「おはしょりを多めにしたほうがいいの?少なめにしたほうが着崩れしにくい?」
こんな疑問を持っていませんか。自分で着物を着るとき、特におはしょりの長さは悩みやすいポイントです。
短すぎれば帯から裾が出てしまい、長すぎればもたついて重たい印象になりがち。
着姿全体の美しさや安定感に直結するため、正しい調整方法を知ることが大切です。
特に知りたいのは次の3つではないでしょうか。
- おはしょりを「多め」「少なめ」にするときの基準や目安
- 腰紐や小物を使って長さを調整する方法
- 形が崩れたり膨らんだりするのを防ぐ整え方
この記事では、おはしょりを自在に整える具体的な方法を解説します。
加藤咲季さんの動画で紹介されている実践的な着付けのポイントも交えながら、初心者でも無理なく試せるコツをご紹介。

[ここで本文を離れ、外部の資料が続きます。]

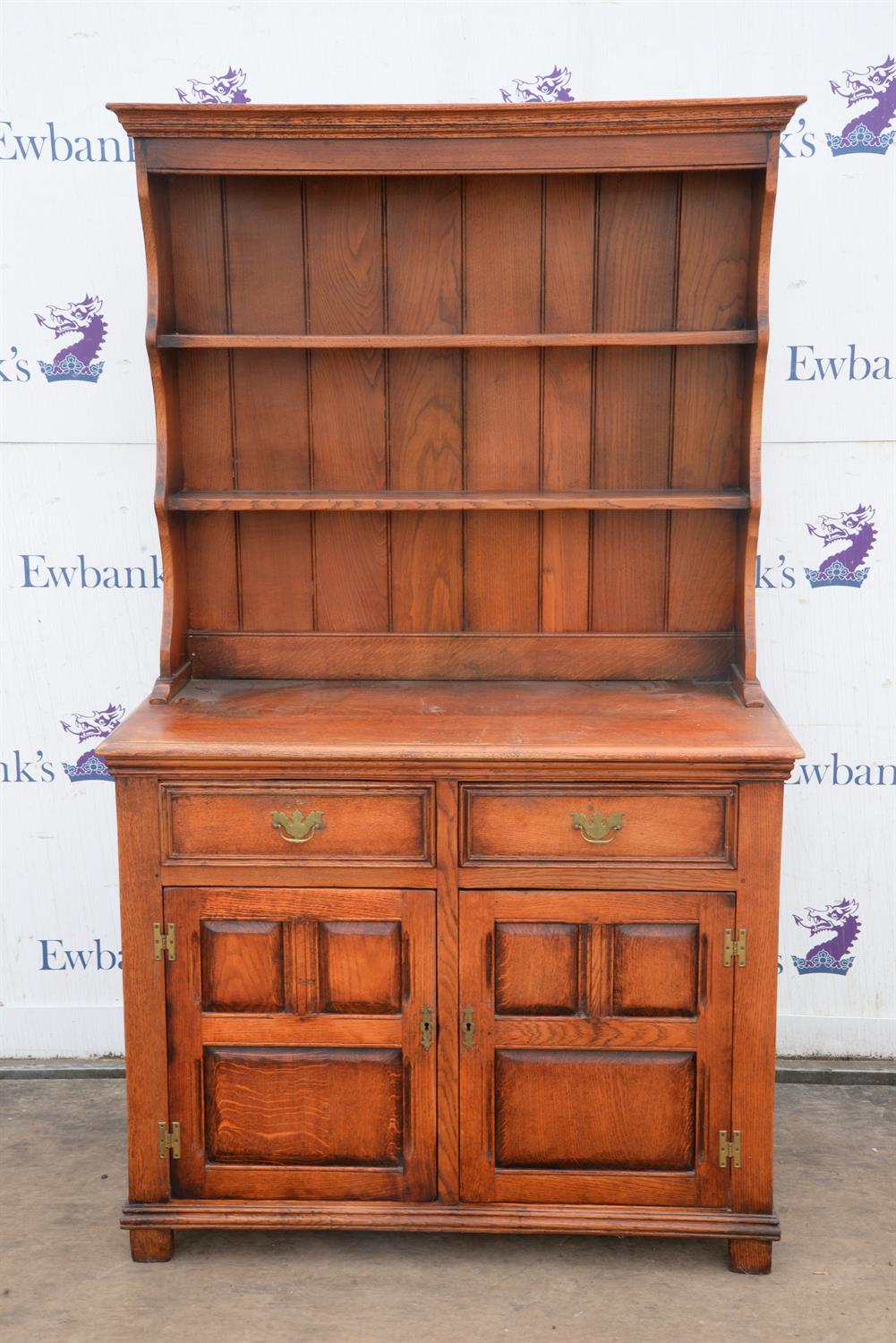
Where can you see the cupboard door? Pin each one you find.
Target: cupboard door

きちんとした印象を与えつつ、着崩れを防ぎ、動きやすさまで意識した着姿を叶えるための一歩をサポートします。
Contents
おはしょりの理想的な長さとは?「多め・少なめ」を使い分ける基準

おはしょりは着姿を美しく整えるために欠かせない要素です。
帯の下に余った布を折り上げて作る部分で、シルエットの安定や着崩れ防止の役割を果たします。
長さの加減ひとつで印象が変わり、すっきり見えるか、重たく見えるかが決まってきます。

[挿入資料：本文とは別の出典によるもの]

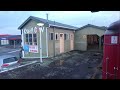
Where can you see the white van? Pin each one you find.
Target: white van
(7, 61)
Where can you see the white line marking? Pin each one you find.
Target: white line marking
(18, 67)
(13, 51)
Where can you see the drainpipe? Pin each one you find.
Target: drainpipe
(47, 36)
(22, 37)
(14, 43)
(54, 39)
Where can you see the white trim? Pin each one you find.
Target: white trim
(47, 40)
(61, 26)
(22, 36)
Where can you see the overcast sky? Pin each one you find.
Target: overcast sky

一般的には4〜6センチほどが理想的とされ、振袖の場合は華やかさを出すために少し長めにとります。
しかし、身長や体型、着る場の格式によっても適した分量は異なります。
ここでは「多め」と「少なめ」をどのように使い分けるかを整理していきましょう。
基本ライン:理想は4〜6センチ(振袖はやや長め)
おはしょりの標準的な長さはおよそ4〜6センチです。
帯の下から少し見える程度で、裾のバランスも整いやすく、最も安定感のある仕上がりになります。

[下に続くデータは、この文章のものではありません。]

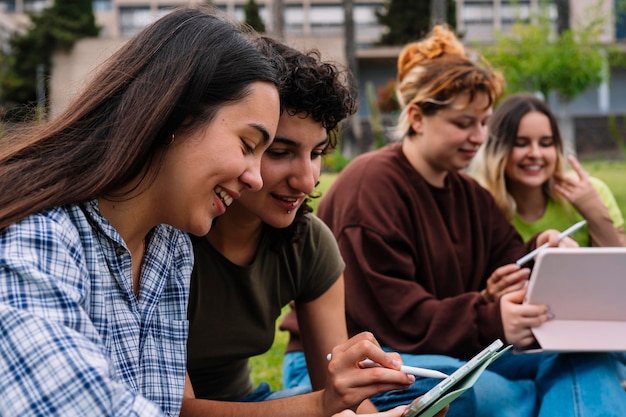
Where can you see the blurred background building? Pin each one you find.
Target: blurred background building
(320, 24)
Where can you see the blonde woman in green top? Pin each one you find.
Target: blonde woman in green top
(523, 165)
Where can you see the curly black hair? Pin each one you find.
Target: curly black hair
(319, 89)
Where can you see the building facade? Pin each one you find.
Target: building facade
(320, 24)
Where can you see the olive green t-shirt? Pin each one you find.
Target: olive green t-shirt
(561, 216)
(233, 309)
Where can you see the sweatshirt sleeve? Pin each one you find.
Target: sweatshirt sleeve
(382, 296)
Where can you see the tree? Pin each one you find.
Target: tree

特に普段着や小紋、紬などではこの範囲に収めるのが無難です。
振袖のように華やかさを求める場では、5〜7センチほどとり、帯周りに余裕を出すと全体に若々しい印象が生まれます。
逆に短すぎると帯の下から裾が出てしまい、長すぎると帯の下で布がたまり不格好になります。
まずは標準値を基準にして、自分の着物や着用場面に合わせて微調整するとよいでしょう。
多め(長め)にする場合:身長が高い人・カジュアルな場におすすめ
身長が高い方や体格がしっかりしている方は、おはしょりをやや多めに取るとバランスが良くなります。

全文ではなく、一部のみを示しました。